Infront
- Type: Private
- Industry: Financial technology
- Founded: 1998; 28 years ago in Oslo, Norway
- Founders: Kristian Nesbak Morten Lindeman
- Headquarters: Oslo, Norway
- Key people: Enrique Sacau (CEO)
- Products: Market data terminals, portfolio management software, regulatory software
- Owner: Inflexion Private Equity
- Number of employees: c. 500 (2021)
- Website: www.infront.co

= Infront =

Norwegian financial market data and software company

Infront is a Norwegian financial technology company based in Oslo, with operations across Europe. It sells market data, trading terminals, portfolio management tools and regulatory software to banks, brokers, asset managers and other financial firms. Kristian Nesbak and Morten Lindeman founded the company in 1998.

Infront traded on the Oslo Stock Exchange from 2017 until 2021 as Infront ASA. During that time it bought the German data and software group vwd for 130 million euros, which took it into continental Europe. The British investment firm Inflexion Private Equity acquired Infront in 2021 and took it off the exchange.

== History ==

=== Early years and listing ===
Nesbak and Lindeman set up Infront in Oslo in 1998. The company built a terminal that combined market data, news, analytics and electronic trading in a single interface. By 2016 it employed 121 people and had offices in Oslo, Stockholm, Copenhagen, Paris, London, Cape Town and Johannesburg, with operating revenue a little over 210 million kroner. Much of the growth came through acquisitions, and in 2018 Infront agreed to take over the Nordic customers of its main rival, SIX Financial Information.

The company floated in Oslo in 2017. The shares were issued at 23 kroner, valuing Infront at 598 million kroner, and trading began on 29 September.

=== Purchase of vwd ===
In April 2019 Infront agreed to buy vwd Vereinigte Wirtschaftsdienste GmbH from a fund managed by The Carlyle Group for 130 million euros. vwd, based in Frankfurt, supplied information and IT systems to the investment industry and was almost twice the size of Infront by turnover. The purchase was financed with a share issue and a bond of 105 million euros.
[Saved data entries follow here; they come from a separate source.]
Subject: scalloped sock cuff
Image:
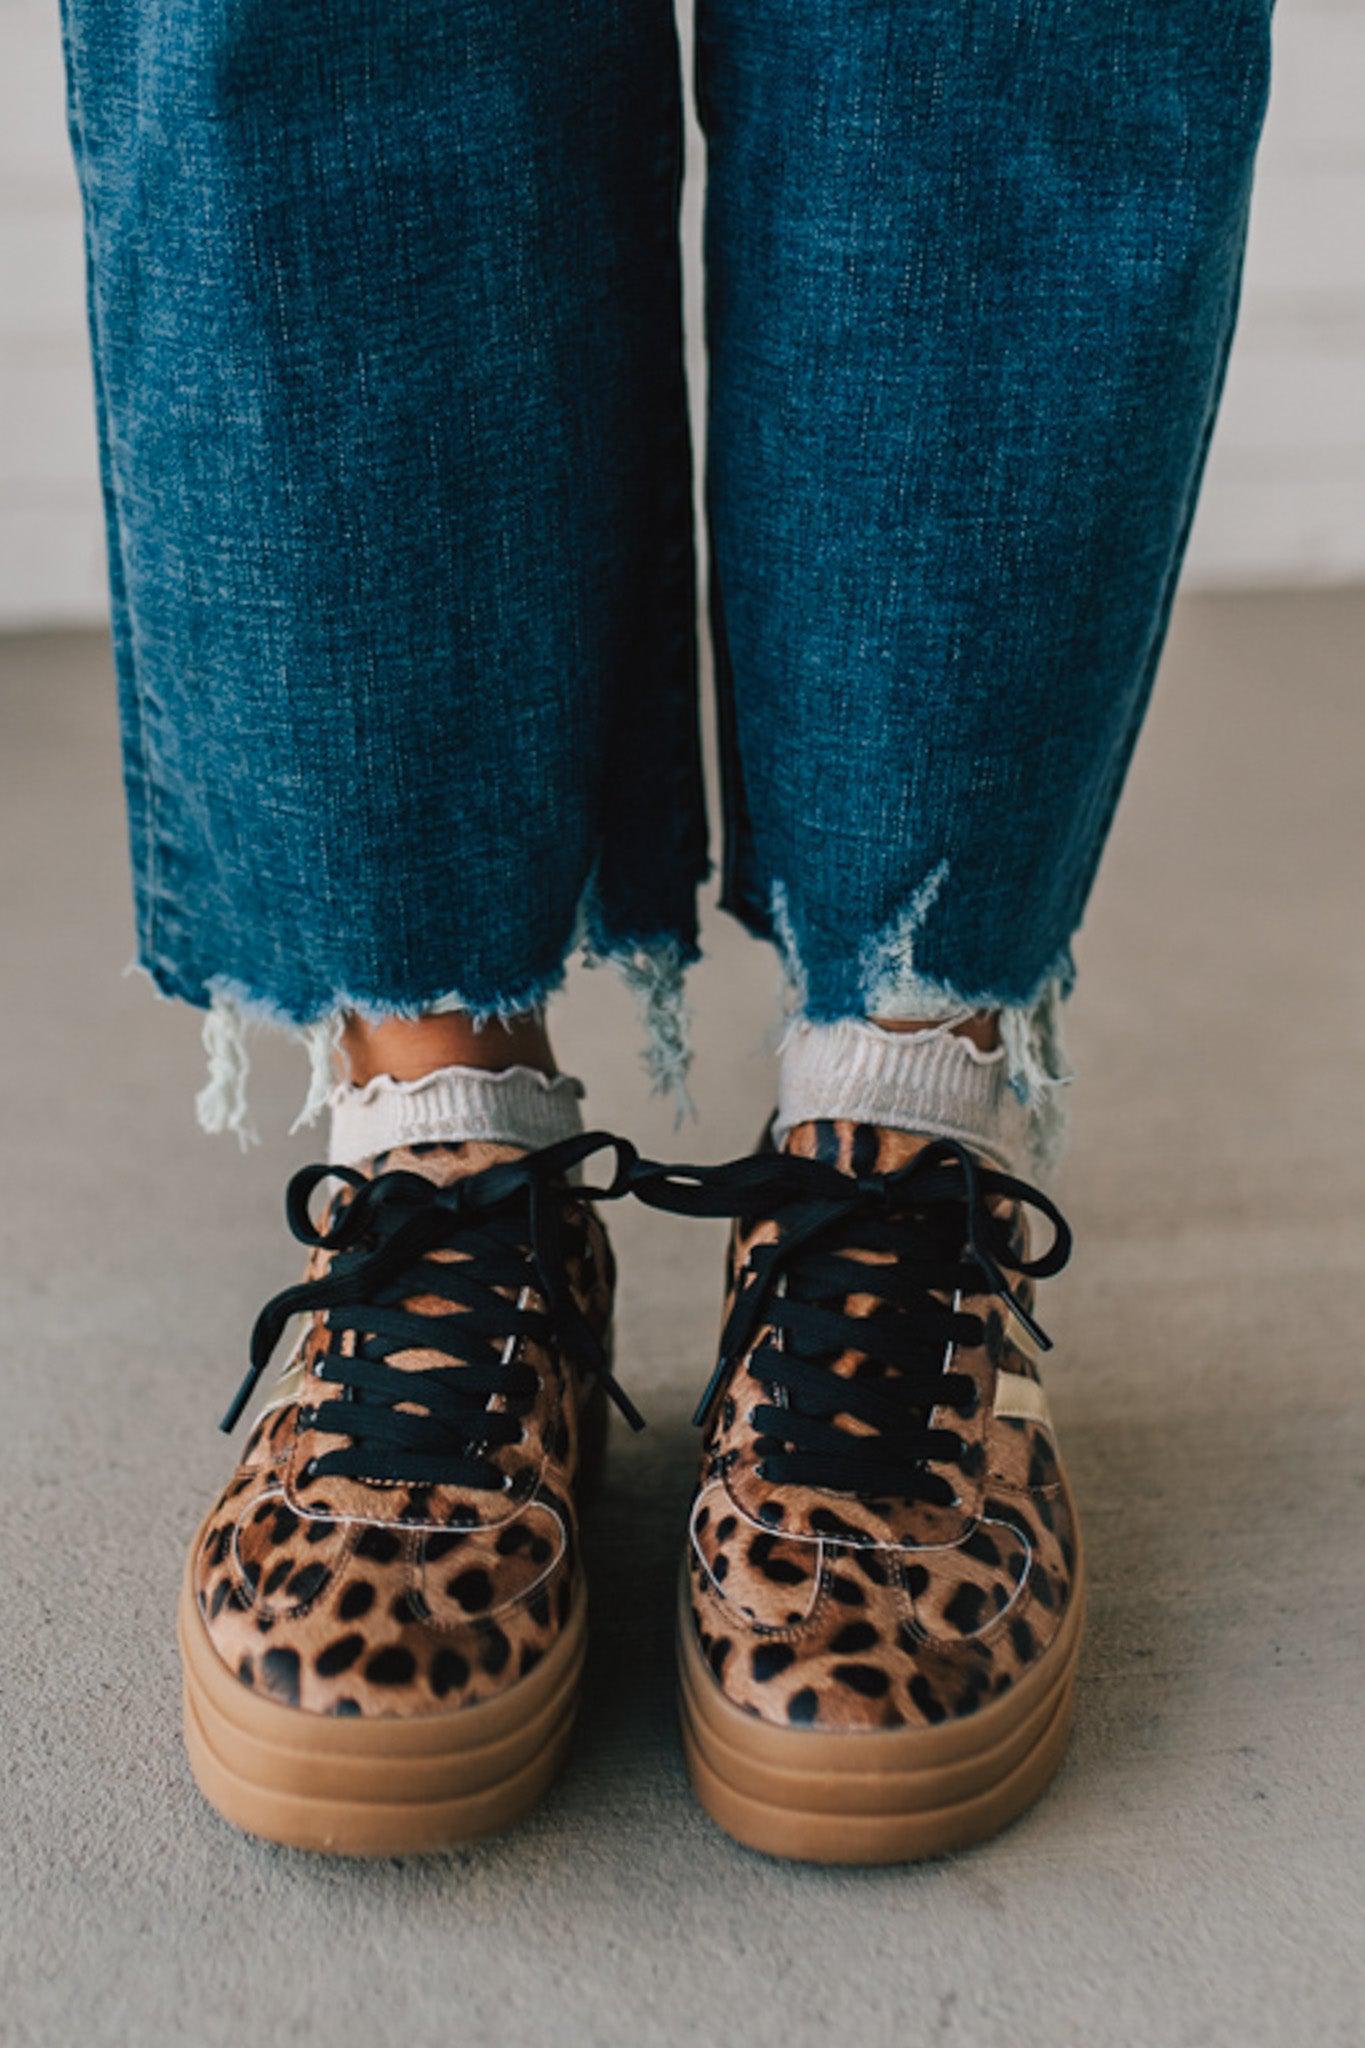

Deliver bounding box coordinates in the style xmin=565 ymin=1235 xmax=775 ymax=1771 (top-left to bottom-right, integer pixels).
xmin=774 ymin=1018 xmax=1032 ymax=1172
xmin=328 ymin=1062 xmax=585 ymax=1166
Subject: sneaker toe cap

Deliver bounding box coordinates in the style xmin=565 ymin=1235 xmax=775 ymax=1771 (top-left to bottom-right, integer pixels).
xmin=191 ymin=1488 xmax=575 ymax=1719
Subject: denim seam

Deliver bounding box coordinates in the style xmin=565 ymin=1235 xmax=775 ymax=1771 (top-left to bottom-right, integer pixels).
xmin=652 ymin=48 xmax=709 ymax=895
xmin=59 ymin=4 xmax=166 ymax=975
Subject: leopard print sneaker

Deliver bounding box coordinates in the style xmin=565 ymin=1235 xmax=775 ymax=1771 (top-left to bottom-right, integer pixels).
xmin=179 ymin=1130 xmax=640 ymax=1854
xmin=634 ymin=1119 xmax=1083 ymax=1864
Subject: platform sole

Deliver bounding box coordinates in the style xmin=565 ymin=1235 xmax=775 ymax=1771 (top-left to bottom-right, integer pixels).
xmin=179 ymin=1563 xmax=587 ymax=1856
xmin=678 ymin=1572 xmax=1084 ymax=1865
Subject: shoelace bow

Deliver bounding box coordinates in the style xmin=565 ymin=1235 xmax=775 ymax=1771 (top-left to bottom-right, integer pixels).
xmin=630 ymin=1137 xmax=1072 ymax=1504
xmin=221 ymin=1131 xmax=644 ymax=1491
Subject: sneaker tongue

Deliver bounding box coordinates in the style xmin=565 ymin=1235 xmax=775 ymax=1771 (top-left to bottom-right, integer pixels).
xmin=777 ymin=1119 xmax=965 ymax=1400
xmin=318 ymin=1140 xmax=532 ymax=1382
xmin=782 ymin=1119 xmax=938 ymax=1175
xmin=362 ymin=1138 xmax=528 ymax=1185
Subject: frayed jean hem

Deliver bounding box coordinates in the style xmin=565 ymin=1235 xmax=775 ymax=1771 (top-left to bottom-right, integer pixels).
xmin=131 ymin=922 xmax=700 ymax=1149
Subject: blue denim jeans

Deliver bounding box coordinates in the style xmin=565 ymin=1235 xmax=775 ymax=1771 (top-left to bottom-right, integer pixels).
xmin=59 ymin=0 xmax=1272 ymax=1133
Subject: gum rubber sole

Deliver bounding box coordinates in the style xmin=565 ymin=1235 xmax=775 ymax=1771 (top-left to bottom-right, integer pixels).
xmin=677 ymin=1572 xmax=1085 ymax=1865
xmin=178 ymin=1562 xmax=587 ymax=1856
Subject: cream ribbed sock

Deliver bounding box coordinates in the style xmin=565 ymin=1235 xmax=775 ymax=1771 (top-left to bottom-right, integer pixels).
xmin=774 ymin=1017 xmax=1033 ymax=1172
xmin=328 ymin=1062 xmax=585 ymax=1167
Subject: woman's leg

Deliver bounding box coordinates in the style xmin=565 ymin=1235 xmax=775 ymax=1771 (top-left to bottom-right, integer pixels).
xmin=665 ymin=0 xmax=1274 ymax=1863
xmin=60 ymin=0 xmax=705 ymax=1137
xmin=59 ymin=0 xmax=700 ymax=1852
xmin=700 ymin=0 xmax=1273 ymax=1158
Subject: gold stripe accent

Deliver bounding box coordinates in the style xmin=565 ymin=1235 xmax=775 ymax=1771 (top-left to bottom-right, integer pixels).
xmin=250 ymin=1352 xmax=309 ymax=1428
xmin=993 ymin=1371 xmax=1052 ymax=1431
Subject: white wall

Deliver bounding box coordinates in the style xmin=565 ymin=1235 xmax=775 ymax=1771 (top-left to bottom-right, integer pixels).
xmin=1 ymin=0 xmax=1360 ymax=629
xmin=0 ymin=0 xmax=109 ymax=625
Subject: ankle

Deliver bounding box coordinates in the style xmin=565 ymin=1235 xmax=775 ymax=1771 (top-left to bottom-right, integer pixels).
xmin=328 ymin=1061 xmax=584 ymax=1167
xmin=870 ymin=1010 xmax=1000 ymax=1054
xmin=340 ymin=1009 xmax=556 ymax=1087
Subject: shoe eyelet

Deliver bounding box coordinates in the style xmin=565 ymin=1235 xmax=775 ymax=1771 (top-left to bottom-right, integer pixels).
xmin=301 ymin=1458 xmax=319 ymax=1483
xmin=299 ymin=1406 xmax=316 ymax=1429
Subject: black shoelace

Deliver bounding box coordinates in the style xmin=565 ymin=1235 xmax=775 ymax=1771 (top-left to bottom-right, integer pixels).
xmin=221 ymin=1132 xmax=644 ymax=1490
xmin=631 ymin=1138 xmax=1072 ymax=1505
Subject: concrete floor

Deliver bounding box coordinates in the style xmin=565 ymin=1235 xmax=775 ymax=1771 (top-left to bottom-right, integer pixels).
xmin=1 ymin=593 xmax=1363 ymax=2048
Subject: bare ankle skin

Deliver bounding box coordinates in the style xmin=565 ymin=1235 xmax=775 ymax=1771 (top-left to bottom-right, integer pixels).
xmin=871 ymin=1011 xmax=1000 ymax=1053
xmin=339 ymin=1005 xmax=993 ymax=1092
xmin=339 ymin=1009 xmax=557 ymax=1085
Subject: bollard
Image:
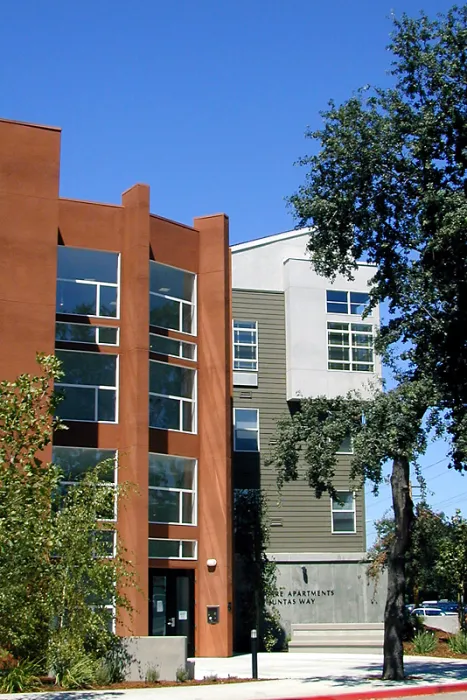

The deal completed in July 2019 and roughly tripled group revenue, which reached 25.3 million euros in the third quarter against 7.1 million a year earlier. The company reported a net loss of 7.83 million euros for that quarter, largely because of costs booked against the acquisition, and switched its reporting currency from kroner to euros.

The German subsidiary was renamed Infront Financial Technology GmbH in February 2020, retiring the vwd brand after more than seventy years.

=== Inflexion takeover ===
In December 2020 Inflexion Private Equity offered about 1.5 billion kroner for Infront. The board recommended the offer unanimously, and Nesbak and Lindeman, who between them held 26.1 per cent of the shares, had committed to sell. Both reinvested part of the proceeds and stayed on to run the business, which then had around 500 employees in 13 countries. The takeover completed in June 2021 and the shares were removed from the Oslo Stock Exchange that month.

=== Assetmax and later changes ===
In August 2022, under chief executive Zlatko Vucetic, Infront agreed to buy Assetmax AG of Zurich, founded in 2013 by Massimo Ferrari. Assetmax made multi-custody portfolio management, client relationship management and reporting software and had about 70 customers. The transaction closed on 30 September 2022.

In May 2024 Infront launched the integrated Assetmax software in the Benelux, marking the occasion by sounding the opening gong at Euronext Amsterdam.

Zlatko Vucetic resigned as chief executive in October 2025. Enrique Sacau, previously group chief executive of Kneip and before that head of the European business of the wealth management platform FNZ, succeeded him with effect from 6 October 2025. Ferrari left in 2026, and Infront hired Luca Angelini, formerly of CEPRES and SEI Novus, as product director for portfolio and advisory solutions.

== Operations ==
Infront supplies market data feeds, a professional trading and information terminal, tools for portfolio management and advisory work, and software for regulatory reporting, valuation and distribution. Customers range from banks, brokers and exchanges to independent asset managers and family offices.

The German business operates from Frankfurt. Assetmax, run from Switzerland, had about 120 Swiss clients in 2026, mainly larger independent asset managers and private banks.